At pages 7 and 8 of the Sanele Mkhonta case (supra), the court said the following:
“The Respondent alleges that the Applicant was guilty of the theft of two pig carcasses and it bears the onus of proving this allegation. We are not concerned here with the criminal onus of proving guilt beyond reasonable doubt, but the civil onus of proof on a balance of probabilities. It was held by the South African Labour Court in Marapula & Other v Consteen (Pty) Ltd (1999) 20 ILJ 1837(LC) at paragraph 33:
‘The onus is discharged if the employer can show by credible evidence that its version is the more probable and acceptable version. The credibility of the witness and the probability or improbability of what they say should not be regarded as separate enquiries to be considered piece meal. They are part of a single investigation into the acceptability or otherwise of the employer’s version”

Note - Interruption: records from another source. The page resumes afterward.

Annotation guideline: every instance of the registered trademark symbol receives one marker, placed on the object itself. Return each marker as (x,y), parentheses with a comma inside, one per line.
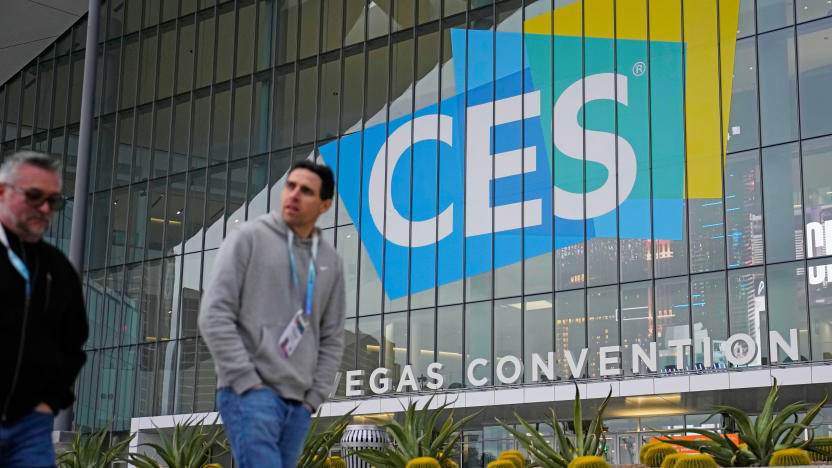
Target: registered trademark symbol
(639,68)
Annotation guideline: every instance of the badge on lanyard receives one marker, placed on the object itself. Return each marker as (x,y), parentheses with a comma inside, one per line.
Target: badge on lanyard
(16,261)
(291,336)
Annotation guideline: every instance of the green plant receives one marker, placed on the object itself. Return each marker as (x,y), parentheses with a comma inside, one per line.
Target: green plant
(790,457)
(501,463)
(590,442)
(514,456)
(670,460)
(448,463)
(335,462)
(317,445)
(189,446)
(91,451)
(769,433)
(423,462)
(696,460)
(417,436)
(589,461)
(644,448)
(821,452)
(657,453)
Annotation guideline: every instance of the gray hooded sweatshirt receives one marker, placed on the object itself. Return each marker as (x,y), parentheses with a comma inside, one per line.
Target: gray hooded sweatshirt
(250,300)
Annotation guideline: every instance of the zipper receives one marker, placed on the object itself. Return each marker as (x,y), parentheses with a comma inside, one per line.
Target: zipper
(16,374)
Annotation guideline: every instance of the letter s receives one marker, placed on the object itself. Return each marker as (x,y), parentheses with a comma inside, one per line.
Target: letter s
(600,147)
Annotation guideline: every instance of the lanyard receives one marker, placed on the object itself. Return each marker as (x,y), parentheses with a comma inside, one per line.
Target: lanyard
(16,261)
(310,282)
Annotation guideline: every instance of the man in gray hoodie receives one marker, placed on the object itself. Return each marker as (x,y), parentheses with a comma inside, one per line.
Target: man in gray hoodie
(273,319)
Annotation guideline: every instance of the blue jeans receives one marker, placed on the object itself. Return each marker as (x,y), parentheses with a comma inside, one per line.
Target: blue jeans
(27,441)
(264,429)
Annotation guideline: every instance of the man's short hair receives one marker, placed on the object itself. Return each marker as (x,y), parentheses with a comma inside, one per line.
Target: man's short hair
(323,171)
(11,165)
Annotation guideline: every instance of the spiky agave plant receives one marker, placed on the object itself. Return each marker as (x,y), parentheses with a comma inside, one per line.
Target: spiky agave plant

The Court (supra) continued to state thus:
“Where the employer’s case, as in the present matter, relies largely upon circumstantial evidence of theft, an inference of guilt may be drawn where, on a preponderance of probabilities, it is the more natural or plausible, conclusion from amongst several conceivable ones- see Potgietersrus vs Platinum (Ltd) v CCMA & Others (1999) 20 ILJ 2679 (LC).”

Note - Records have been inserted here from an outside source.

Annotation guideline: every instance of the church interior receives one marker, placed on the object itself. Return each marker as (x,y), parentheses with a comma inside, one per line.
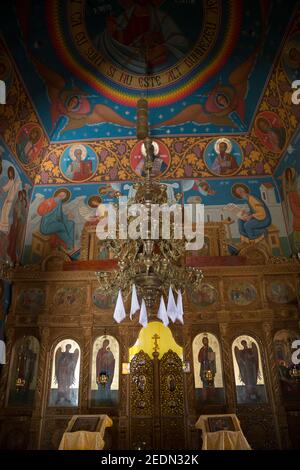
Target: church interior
(183,104)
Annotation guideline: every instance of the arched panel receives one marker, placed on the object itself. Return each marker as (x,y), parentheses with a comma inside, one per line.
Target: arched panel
(24,371)
(64,388)
(248,370)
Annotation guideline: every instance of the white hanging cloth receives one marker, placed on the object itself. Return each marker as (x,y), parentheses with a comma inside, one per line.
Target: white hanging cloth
(119,313)
(179,307)
(171,308)
(143,320)
(162,312)
(135,306)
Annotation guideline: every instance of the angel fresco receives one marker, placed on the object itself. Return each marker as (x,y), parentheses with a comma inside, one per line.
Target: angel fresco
(53,220)
(75,104)
(249,379)
(65,364)
(221,100)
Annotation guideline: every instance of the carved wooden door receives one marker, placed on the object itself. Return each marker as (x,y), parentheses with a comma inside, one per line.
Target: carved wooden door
(156,402)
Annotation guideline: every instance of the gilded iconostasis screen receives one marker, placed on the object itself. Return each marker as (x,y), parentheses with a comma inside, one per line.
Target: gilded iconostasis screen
(24,372)
(64,389)
(208,373)
(248,371)
(105,372)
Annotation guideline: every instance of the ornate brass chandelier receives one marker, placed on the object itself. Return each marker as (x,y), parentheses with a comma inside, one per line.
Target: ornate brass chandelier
(150,267)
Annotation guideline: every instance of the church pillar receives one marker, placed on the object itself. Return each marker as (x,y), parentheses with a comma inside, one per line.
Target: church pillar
(275,388)
(229,380)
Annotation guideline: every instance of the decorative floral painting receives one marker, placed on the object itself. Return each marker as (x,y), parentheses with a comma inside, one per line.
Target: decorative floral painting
(207,296)
(103,301)
(78,163)
(69,297)
(31,299)
(280,292)
(223,157)
(105,371)
(161,158)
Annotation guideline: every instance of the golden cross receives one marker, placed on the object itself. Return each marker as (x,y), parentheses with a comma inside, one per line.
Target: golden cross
(155,338)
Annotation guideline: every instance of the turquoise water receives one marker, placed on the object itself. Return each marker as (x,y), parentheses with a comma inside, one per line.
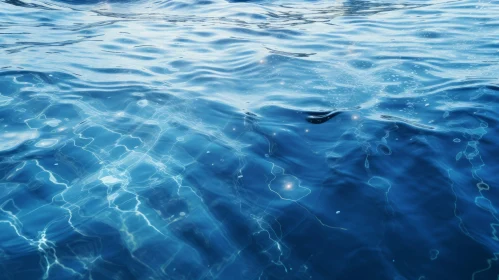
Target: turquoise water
(249,139)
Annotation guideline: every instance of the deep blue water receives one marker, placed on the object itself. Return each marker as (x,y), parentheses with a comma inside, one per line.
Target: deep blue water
(249,139)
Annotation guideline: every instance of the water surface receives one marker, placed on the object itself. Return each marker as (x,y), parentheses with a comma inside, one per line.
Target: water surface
(249,139)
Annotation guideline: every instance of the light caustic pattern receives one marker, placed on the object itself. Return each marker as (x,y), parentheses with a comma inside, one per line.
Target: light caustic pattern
(248,140)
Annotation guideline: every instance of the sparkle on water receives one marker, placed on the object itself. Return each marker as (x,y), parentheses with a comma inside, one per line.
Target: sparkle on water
(221,139)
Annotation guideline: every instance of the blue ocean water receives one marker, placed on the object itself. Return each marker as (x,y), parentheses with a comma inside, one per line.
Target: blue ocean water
(215,139)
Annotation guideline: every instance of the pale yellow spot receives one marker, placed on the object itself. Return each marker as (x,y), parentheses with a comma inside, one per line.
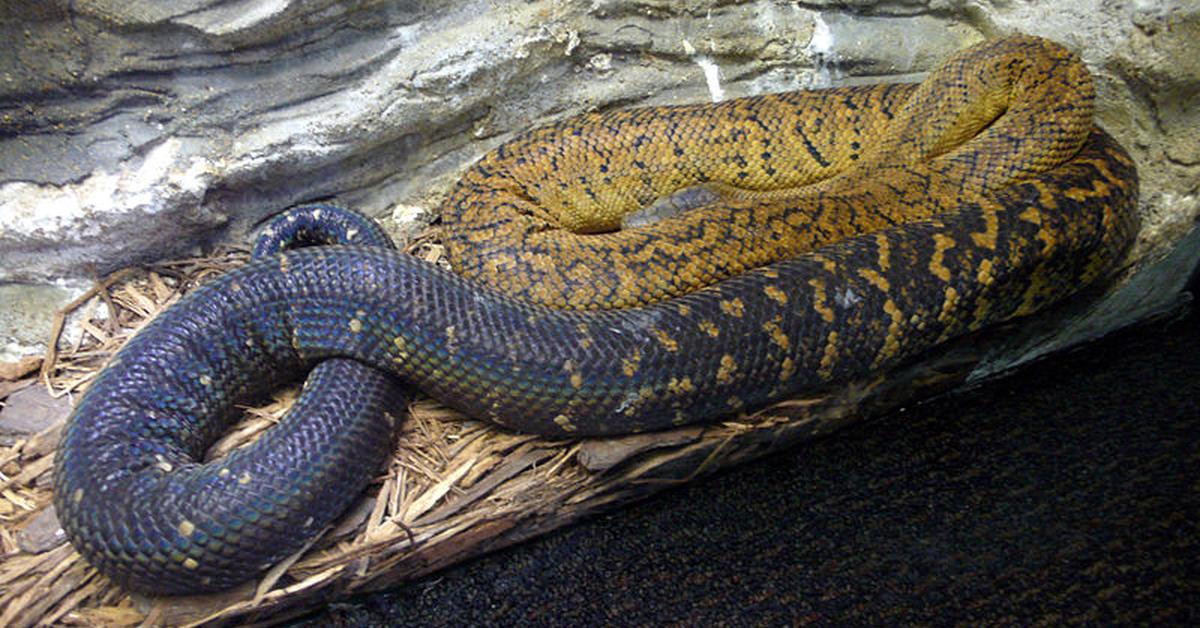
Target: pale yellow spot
(892,342)
(942,243)
(733,307)
(876,280)
(665,340)
(726,370)
(1031,214)
(819,300)
(775,294)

I also find that in all the circumstances of the case it was reasonable for the Respondent to dismiss the Applicant.
The Khubuta fuel records demonstrate that the theft and or dishonesty was calculated and not a random occurrence; it occurred over a period of five months.
The fuel records prove that the Applicant failed to account for ±30,000litres of fuel. The negative impact of such a huge loss on the Respondents’ business has destroyed the trust relationship between the Applicant and the Respondents.
The Applicant’s years of service and previously clean record cannot override the seriousness of the misconduct committed by him. See: Central News Agency (Pty) Ltd v Commercial Catering & Allied Workers Union of SA and Another (1991) 12 ILJ 340 (LAC).
In the premises, I find that the Applicant’s dismissal was for a fair reason and reasonable, thus substantively fair.
The Applicant attacked the procedure at the CSC disciplinary hearing on the grounds that he was not afforded the opportunity to state his case and challenge the Respondents’ witnesses. The record of proceedings tells a different story. He was given the opportunity to state his side and his representative to question the Respondents’ witnesses.
What is telling is that the Applicant’s counsel never raised the issue in his closing submissions, it must be taken that the issue was abandoned. I accordingly find that the Applicant’s dismissal was procedurally fair.
In the premises I would dismiss the Applicant’s claims.
I accordingly make the following order:
I find that the Applicant’s dismissal was substantively and procedurally fair.
The Applicant’s claims are accordingly dismissed.
DATED AT NHLANGANO THIS____DAY OF DECEMBER 2017.